Nonylphenol polyethoxylates induce phosphorylation of histone H2AX

Nonylphenol polyethoxylates (NPEOs) are non-ionic surfactants widely used for industrial and household purposes. Since biodegraded short chain NPEOs were reported to elicit estrogenic activity in organisms, numerous studies have been carried out to assess the endocrine-disrupting potential of NPEOs; however, the genotoxicity of the compounds is not fully known, let alone the relationship between the genotoxic potential and number of ethylene oxide (EO) units of NPEOs.

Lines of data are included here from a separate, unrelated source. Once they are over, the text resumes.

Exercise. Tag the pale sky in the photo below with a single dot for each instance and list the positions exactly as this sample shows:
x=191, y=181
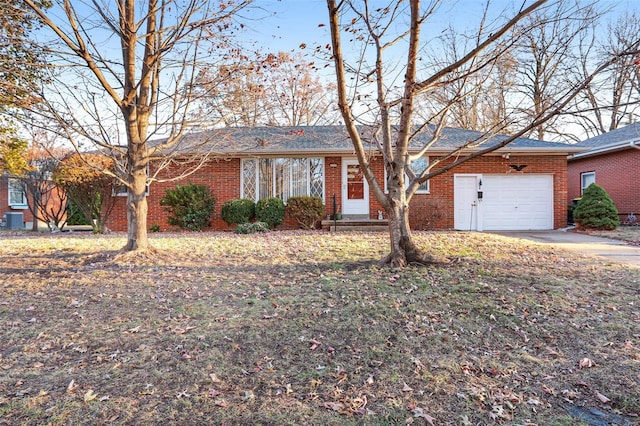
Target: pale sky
x=282, y=25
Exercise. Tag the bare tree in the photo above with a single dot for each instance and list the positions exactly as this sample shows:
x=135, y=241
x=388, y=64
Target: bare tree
x=479, y=100
x=124, y=73
x=613, y=99
x=271, y=89
x=399, y=25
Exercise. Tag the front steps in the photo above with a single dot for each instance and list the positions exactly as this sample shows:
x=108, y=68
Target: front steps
x=350, y=224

In this study, we examined the genotoxicity of NPEO(n) having various EO units (n=0, 5, 10, 15, 20, 30, 40 and 70) in a human breast adenocarcinoma cell line, MCF-7, based on the phosphorylation of histone H2AX (γ-H2AX), recently regarded as a sensitive marker for DNA damage. We clarified that NPEOs have the ability to form γ-H2AX via activation of ATM or DNA-PK, a general signaling pathway in response to DSBs, and this ability was strongly dependent on the number of EO units, that is, NPEO(0-15) having smaller numbers of EO units more readily generated γ-H2AX. Flow cytometric analysis revealed that the generation of γ-H2AX was independent of cell cycle phases. Although the mechanism by which the NPEOs generated γ-H2AX was not able to be elucidated in the present study, it was clear that the involvement of reactive oxygen species and apoptotic DNA fragmentation were not causal factors. The generation of γ-H2AX means the formation of DSBs, the worst type of DNA damage. The results indicated that attention should be paid to degradated short chain NPEOs and their genotoxicity.